Crop consultants say the soil is the driest it has been in years.

"For a farmer, an open winter makes life so much easier," said Jim Fox, field marketer with CHS agricultural service company. "Last year farmers spent hundreds of hours on a tractor just blowing snow. Snow makes hauling grain and tending to livestock difficult."

But, Fox said, if the subsoil layer is not recharged with water, seeds won't germinate.

"All we need is enough moisture to get a crop planted and started, and then rainfall," Fox said. "I'd guess about 6 to 9 inches of rain."

But what if the moisture falls as snow?

The National Weather Service provides a table of snow to melt water equivalents over a range of temperatures, but cautions that actual values for specific storms can vary widely.

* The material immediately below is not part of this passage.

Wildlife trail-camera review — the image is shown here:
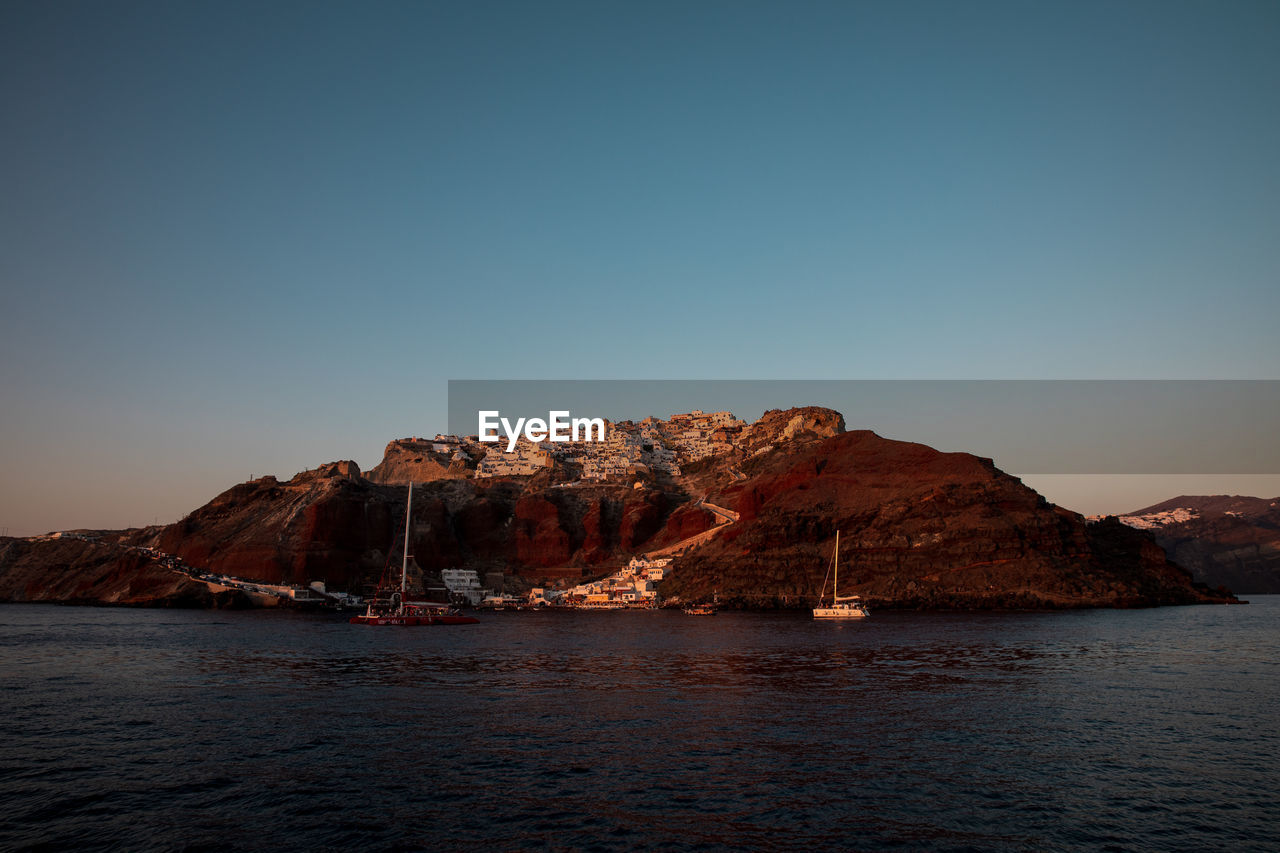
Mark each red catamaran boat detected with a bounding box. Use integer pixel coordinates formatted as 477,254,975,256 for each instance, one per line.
349,480,480,626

According to the NWS tables, at a temperature range of 20 to 27 degrees Fahrenheit, 45 inches of snow melts to around 3 inches of melt water.

At a range of 15 to 19 degrees, it takes 60 inches of snow to yield 3 inches of water.

Farmers certainly need the moisture, but nobody is really enthusiastic about dealing with the 10 to 15 feet of snow needed to moisten the soil.

"It would be nice to get rain before a hard freeze," said Tim Moline, crop consultant with Centrol Crop Consulting. "The freeze/thaw cycle is not going to function without moisture in the soil profile."

According to Moline, when water in the soil freezes, it expands and breaks up big clods and chunks of soil, making it easier to till in the spring.

"Worst case scenario would be a sudden snowfall after a hard freeze, where the moisture was not allowed to permeate into the soil," Moline said.

In that event, the spring thaw would moisten the soil as the snow melted but wouldn't break up rock-hard chunks of soil, according to Moline.

"We'd have to do it mechanically with heavy disks and vertical tillage, and maybe heavy rollers and soil pulverizers," Moline said.

Still, farmers are optimistic enough to plant year after year, fertilize, buy the best hybrids for local conditions, and hope for rain.

"We've always planted a crop," Fox said. "We try to do everything we can, and in the end Mother Nature decides, not us."